La funzione obiettivo dei managers, perciò, è stato osservato, non include soltanto la
massimizzazione del profitto.
Nell’impresa padronale, gestita cioè dal suo proprietario e dai suoi familiari, l’obiettivo
primo è conseguire il massimo profitto. Nell’impresa manageriale l’obiettivo è realizzare
un profitto adeguato, che soddisfi l’interesse degli azionisti al dividendo ed all’aumento
del valore delle azioni, ma l’obiettivo è anche puntare alla crescita dell’impresa.

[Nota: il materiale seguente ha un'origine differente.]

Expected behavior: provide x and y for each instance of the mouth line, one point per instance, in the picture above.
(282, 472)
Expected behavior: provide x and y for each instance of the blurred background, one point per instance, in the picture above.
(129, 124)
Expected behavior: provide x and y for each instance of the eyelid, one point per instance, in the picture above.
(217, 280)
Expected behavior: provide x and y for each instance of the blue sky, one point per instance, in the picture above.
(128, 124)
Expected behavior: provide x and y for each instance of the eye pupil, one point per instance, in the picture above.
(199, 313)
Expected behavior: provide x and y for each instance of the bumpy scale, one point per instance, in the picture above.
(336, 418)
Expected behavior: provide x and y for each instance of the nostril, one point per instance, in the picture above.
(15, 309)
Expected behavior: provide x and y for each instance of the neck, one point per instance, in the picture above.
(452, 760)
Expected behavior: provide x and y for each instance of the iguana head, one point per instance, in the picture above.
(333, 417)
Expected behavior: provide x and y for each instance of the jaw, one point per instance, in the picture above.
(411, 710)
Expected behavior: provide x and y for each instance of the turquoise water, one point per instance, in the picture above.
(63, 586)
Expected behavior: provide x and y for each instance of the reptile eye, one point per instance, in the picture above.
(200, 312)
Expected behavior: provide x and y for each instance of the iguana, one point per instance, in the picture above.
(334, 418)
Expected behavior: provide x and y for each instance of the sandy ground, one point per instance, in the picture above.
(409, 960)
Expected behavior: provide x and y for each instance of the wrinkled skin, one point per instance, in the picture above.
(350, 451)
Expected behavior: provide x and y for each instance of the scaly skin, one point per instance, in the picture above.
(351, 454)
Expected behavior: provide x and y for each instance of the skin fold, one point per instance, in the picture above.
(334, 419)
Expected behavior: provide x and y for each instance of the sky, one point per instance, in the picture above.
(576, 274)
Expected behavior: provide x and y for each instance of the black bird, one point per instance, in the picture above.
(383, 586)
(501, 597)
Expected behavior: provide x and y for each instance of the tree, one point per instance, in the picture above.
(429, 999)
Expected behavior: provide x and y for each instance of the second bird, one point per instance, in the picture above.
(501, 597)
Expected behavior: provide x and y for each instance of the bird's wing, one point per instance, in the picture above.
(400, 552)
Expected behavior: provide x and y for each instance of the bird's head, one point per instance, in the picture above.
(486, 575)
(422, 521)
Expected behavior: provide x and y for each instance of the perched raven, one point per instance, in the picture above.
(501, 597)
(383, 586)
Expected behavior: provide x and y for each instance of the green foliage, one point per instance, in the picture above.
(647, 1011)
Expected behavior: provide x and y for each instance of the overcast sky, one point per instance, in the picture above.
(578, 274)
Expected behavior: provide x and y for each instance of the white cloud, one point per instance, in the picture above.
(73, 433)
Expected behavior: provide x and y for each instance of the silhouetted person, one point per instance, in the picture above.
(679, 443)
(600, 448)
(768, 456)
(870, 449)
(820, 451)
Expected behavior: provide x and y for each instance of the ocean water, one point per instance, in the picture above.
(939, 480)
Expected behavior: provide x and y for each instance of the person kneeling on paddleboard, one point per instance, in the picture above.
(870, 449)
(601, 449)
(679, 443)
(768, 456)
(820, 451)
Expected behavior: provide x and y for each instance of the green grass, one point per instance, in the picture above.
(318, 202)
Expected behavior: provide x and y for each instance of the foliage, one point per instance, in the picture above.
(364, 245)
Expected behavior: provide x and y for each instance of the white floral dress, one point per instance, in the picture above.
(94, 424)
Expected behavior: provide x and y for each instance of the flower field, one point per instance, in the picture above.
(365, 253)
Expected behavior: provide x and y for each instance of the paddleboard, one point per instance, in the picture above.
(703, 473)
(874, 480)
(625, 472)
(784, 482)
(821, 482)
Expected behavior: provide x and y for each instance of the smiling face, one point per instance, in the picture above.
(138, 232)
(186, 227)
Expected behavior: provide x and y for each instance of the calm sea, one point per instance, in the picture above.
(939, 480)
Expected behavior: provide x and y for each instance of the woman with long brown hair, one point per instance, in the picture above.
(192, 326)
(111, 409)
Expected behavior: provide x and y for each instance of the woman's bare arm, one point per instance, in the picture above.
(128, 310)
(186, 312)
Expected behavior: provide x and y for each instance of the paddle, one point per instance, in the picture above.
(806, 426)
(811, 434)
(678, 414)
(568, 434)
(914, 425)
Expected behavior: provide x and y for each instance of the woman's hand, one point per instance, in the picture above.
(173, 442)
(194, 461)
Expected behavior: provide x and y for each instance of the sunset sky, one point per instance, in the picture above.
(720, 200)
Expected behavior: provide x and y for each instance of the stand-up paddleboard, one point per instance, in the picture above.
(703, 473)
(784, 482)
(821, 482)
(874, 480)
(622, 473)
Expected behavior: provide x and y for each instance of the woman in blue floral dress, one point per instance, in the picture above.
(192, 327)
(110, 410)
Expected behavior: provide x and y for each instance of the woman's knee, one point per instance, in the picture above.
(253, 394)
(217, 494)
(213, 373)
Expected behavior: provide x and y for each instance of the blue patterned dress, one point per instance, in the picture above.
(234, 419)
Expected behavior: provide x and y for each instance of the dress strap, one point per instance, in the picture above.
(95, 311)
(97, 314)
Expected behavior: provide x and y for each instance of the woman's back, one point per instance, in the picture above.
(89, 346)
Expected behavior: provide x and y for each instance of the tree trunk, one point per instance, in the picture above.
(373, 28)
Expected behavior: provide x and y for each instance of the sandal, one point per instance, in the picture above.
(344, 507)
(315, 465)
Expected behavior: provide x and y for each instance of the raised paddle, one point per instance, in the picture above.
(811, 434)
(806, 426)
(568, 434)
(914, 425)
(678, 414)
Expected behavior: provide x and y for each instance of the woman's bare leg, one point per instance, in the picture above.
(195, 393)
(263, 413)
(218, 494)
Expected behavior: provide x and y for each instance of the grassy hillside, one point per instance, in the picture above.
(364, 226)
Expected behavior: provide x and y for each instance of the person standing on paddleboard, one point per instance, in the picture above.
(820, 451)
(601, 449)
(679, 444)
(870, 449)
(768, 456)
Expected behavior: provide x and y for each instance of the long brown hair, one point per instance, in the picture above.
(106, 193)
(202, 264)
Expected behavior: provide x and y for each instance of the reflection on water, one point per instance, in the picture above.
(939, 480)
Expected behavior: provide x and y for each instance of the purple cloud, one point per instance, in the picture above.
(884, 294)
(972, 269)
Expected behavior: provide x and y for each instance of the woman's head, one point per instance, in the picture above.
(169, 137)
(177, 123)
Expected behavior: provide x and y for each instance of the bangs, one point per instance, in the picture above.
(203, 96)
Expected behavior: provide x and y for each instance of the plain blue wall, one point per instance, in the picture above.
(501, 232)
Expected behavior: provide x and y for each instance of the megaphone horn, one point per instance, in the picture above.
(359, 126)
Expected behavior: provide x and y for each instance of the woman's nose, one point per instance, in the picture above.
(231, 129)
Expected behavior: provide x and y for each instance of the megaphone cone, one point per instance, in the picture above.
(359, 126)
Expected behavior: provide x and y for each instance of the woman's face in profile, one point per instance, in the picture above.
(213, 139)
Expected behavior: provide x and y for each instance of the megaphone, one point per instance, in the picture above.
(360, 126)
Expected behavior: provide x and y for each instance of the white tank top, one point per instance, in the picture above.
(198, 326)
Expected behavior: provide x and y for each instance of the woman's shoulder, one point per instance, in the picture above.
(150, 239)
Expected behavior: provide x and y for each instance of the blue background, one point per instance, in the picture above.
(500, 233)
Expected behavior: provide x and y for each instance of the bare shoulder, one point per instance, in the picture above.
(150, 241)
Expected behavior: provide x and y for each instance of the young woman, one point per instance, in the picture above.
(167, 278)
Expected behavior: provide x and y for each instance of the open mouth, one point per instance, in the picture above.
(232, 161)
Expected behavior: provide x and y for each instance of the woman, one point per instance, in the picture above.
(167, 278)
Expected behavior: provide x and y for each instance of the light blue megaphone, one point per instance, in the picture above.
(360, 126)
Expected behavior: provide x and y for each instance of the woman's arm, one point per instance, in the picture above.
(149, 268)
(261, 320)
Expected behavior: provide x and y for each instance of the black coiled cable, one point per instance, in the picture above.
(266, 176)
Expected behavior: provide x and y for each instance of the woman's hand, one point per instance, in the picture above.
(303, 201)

Ma se trascurassero l’obiettivo dell’innovazione e dell’espansione nel periodo medio –
lungo, i managers porterebbero l’impresa al declino, a soccombere di fronte ai
concorrenti attuali o potenziali.
Gli amministratori di una grande impresa devono inoltre tener conto di altri soggetti che
ruotano dentro e fuori della grande impresa. In primo luogo devono tener conto dei
lavoratori e del sindacato che li rappresenta.
L’interesse dei lavoratori è per una paga alta e crescente nel tempo per condizioni di
lavoro poco gravose, per un impiego stabile, per generosi trattamenti pensionistici e ciò
non coincide strettamente con l’interesse degli azionisti a percepire un buon dividendo,
né con l’interesse dei managers all’innovazione ed alla crescita delle dimensioni
dell’impresa.
In secondo luogo gli amministratori di una grande impresa tengono spesso in
considerazione l’interesse dei fornitori: per ottenere forniture di buona qualità e
puntualmente eseguite, occorre pagare bene e senza ritardi i fornitori.
In terzo luogo i managers avvertono il peso dell’opinione pubblica, di mezzi di
informazione, del ceto politico: l’immagine e la reputazione di una grande impresa
contano molto nei Paesi capitalisti in cui la stampa e la televisione, quando sono libere,
orientano imparzialmente i cittadini ed in cui il ceto politico assume spesso decisioni che
incidono sulla gestione delle imprese.
L’obiettivo è di ottenere un risultato soddisfacente.